In the Sphere and the Labyrinth, Tafuri states, “The collegio… constitutes a giant question mark on the meaning of architectural composition: the ‘clarity’ of the planimetric choice is subtly eroded by the process with which the various parts engage in mutual dialogue; the single space secretly undermines the laws to which it pretends to subject itself.”[1] In our experiment with ice, the building blocks (cubes) created an artificial stability and required a new dialogue between the physical participants. This conversation acknowledged time and temperature, crack-lines and mineral veins, and most eloquently the reciprocal agreement forged between various blocks to accept either the inverse or converse spherical form that resulted from accelerated thermal and geological processes. To watch these relationships play out through photogrammetry analysis was what it must have been like to watch Brancussi construct his Bird in Flight. “Simmel, on the basis of a partial reading of Nietzsche, recognizes this in his Metaphysics of Death: ‘The secret of form lies in the fact that it is a boundary; it is the thing itself and at the same time the cessation of the thing, the circumscribed territory in which the Being and the No-longer-being of the thing are one and the same. If the form of the basic structural element stands for a boundary, there then arises the problem of plurality of boundaries – and the calling them into question.’”[2]  It is our position that the physical state of water either accentuates or blurs internal divisions and its reading as simultaneously pure and imperfect adds even greater complexity to Semmel’s study of boundary.

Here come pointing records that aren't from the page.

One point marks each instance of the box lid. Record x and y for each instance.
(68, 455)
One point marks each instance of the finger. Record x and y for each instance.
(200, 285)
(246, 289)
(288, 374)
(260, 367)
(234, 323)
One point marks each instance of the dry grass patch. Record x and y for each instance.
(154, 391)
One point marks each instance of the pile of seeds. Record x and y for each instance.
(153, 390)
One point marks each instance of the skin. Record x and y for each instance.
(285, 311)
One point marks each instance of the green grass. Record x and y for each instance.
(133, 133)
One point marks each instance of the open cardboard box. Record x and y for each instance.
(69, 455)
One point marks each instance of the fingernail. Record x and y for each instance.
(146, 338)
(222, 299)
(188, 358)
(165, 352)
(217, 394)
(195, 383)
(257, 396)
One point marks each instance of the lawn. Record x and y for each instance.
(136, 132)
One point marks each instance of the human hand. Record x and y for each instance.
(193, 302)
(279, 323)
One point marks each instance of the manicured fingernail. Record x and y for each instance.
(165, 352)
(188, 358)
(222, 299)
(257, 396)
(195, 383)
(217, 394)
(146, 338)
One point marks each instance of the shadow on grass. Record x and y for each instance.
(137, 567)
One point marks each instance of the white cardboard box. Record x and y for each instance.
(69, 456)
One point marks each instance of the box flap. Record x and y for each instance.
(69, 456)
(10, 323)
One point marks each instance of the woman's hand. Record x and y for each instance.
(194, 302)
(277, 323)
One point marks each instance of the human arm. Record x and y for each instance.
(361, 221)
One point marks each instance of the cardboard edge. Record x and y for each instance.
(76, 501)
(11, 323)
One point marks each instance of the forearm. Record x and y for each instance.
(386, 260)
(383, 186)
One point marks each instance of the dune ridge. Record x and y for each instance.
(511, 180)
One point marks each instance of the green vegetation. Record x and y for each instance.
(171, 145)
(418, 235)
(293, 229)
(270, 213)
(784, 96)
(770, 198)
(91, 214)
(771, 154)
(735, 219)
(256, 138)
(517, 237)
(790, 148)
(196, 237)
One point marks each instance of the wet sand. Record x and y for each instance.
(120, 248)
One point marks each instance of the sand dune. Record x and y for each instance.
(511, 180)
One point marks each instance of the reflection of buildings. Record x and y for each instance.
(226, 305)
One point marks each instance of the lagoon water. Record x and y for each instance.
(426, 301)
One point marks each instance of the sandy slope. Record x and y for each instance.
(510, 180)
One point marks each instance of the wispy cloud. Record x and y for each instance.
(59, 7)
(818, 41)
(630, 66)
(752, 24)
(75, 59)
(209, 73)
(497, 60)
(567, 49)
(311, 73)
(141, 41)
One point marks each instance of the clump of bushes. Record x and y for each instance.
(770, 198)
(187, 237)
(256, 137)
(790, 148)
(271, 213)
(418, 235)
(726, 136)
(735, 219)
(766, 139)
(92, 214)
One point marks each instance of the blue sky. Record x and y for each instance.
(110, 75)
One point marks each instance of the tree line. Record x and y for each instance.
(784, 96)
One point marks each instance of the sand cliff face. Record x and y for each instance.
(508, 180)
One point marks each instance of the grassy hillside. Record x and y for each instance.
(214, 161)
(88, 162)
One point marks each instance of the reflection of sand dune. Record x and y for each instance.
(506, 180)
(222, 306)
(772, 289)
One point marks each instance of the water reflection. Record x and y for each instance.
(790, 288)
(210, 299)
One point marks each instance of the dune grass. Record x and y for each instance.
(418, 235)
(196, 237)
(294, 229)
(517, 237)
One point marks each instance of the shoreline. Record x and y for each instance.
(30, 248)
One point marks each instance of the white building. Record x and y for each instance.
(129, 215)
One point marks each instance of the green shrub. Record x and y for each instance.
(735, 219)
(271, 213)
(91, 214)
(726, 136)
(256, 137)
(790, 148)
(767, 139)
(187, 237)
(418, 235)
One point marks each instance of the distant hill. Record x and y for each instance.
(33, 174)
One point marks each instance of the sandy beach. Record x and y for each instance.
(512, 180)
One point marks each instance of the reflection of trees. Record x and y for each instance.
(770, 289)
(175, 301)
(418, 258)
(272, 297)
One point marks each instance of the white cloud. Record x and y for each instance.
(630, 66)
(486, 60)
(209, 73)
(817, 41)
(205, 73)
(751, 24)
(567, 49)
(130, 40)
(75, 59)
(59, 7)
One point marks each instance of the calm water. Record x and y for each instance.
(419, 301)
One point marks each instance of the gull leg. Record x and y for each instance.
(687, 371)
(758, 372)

These premises of simultaneous boundaries and the unsymmetrical inform the important reciprocal relationship between visitor and environment in the design investigation. While the idea of the collegio challenges traditional reading of poché in favor of a more atmospheric and changing zones of occupation, Teaism’s assertions regarding the unsymmetrical prompt a more interpretive and interactive phenomenological intent. We tested these assertions in the T-HOUSE, a conceptual experience-based intervention located on the tip of Hains Point in Washington D.C. The name of the work derives not only from the base ritual acts of tea preparation and consumption, integral to the site’s history, but also from key physical and phenomenological conditions associated with water, these fundamental “T” forces being transformation, temporality and the rhythmic structures of time, and multi-sensory tactility.

Conceptually, the three physical states of water – gas, liquid, and solid – translate the archeological as well as environmental realities/fictions of the place. They relate in scale and association to the design elements of the proposal, a new productive landscape and a series of T-HOUSE environments that together represent a critical jump from abstract analytical exercises to resultant form.